La CSDDD devait également s’appliquer aux entreprises actives dans certains secteurs d’activités jugés à risque (textile, agriculture, industrie alimentaire, extraction minière, commerce de matières premières agricoles, activités de construction…) mais à l’heure actuelle, cette approche a été abandonnée.

Contrôle et sanctions

La mise en application des obligations liées à la CSDDD sera bien évidemment contrôlée. Chaque Etat membre de l’Union européenne devra désigner l’autorité de contrôle en charge au sein du pays de surveiller le respect de l’ensemble des obligations liées à la directive.

En parallèle, la Commission européenne va mettre en place un réseau européen composé de représentants des autorités de contrôle de chaque pays membre.

Les Etats membres de l’Union européenne restent libres en ce qui concerne la définition des sanctions applicables aux entreprises actives sur leur territoire qui manqueraient aux obligations fixées par la directive CSDDD.

Néanmoins, la Commission européenne a ouvert la porte à un champ de sanctions relativement lourdes qui peuvent largement excéder celles mises en œuvre dans le cadre de la CSRD.

Le cadre fixé par la Commission européenne indique que les sanctions financières devront être proportionnelles au chiffre d'affaires mondial de l’entreprise concernée, ce qui rappelle les types de sanctions déjà mises en œuvre dans le cadre du RGPD. Cependant, cette sanction ne devra pas dépasser 5% du CA de l’entreprise.

La Commission s’appuie également sur le principe du “Name and Shame” qui consiste à communiquer publiquement le nom des entreprises ne respectant pas leurs obligations, afin d’accentuer la pression exercée par leurs différentes parties prenantes.

Enfin, si dans la version initiale de la directive, la responsabilité civile de l’entreprise était engagée en cas de dommage effectif sur l’environnement ou de violation avérée des Droits de l’Homme, cette option n’a pas été retenue par le Conseil européen. Elle aurait permis à la personne physique ou morale victime de bénéficier d’une réparation financière en cas de dommages. Libre donc aux différents États d’ajouter ou non cette précision par la suite dans leur retranscription de la directive au sein de leur législation nationale.

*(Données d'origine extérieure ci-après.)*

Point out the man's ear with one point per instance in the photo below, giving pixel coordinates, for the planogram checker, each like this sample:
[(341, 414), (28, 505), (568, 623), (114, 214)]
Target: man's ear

La responsabilité des entreprises engagées

A ce package de sanctions s'ajoutent celles liées à la responsabilité civile de l’entreprise en cas de dommage effectif sur l’environnement ou de violation avérée des Droits de l’Homme.

Ainsi l’entreprise sera considérée comme responsable d’un dommage direct causé à une personne physique ou morale sous certaines conditions :

  • il aura été prouvé que l’entreprise a manqué, intentionnellement ou par négligence à l’obligation du devoir de vigilance lié à la prévention, l’atténuation ou l’arrêt des incidences négatives potentielles ou réelles
  • à la suite du manquement visé ci-dessus, elle aura causé un dommage à l'intérêt juridique protégé par le droit national de la personne physique ou morale

Cette responsabilité ne s’applique pas si le dommage n’a été causé que par l’un ou plusieurs des partenaires commerciaux constituant sa chaîne de valeur.

Une fois la responsabilité de l’entreprise avérée, la personne physique ou morale victime pourra bénéficier d’une réparation intégrale du dommage dans le respect du droit national du pays dans lequel celui-ci aura été déclaré.

Quel calendrier d’application ?

La CSDDD n'étant pas encore entrée en vigueur, le calendrier d’application n’est pas arrêté à ce jour.

La directive a été adoptée par le Parlement européen le 24 avril 2024. Les pays membres de l’Union européenne disposent désormais d’un délai de 2 ans pour la retranscrire au sein de leur législation nationale.

L’application effective ne devrait donc pas être réalisée avant 2026.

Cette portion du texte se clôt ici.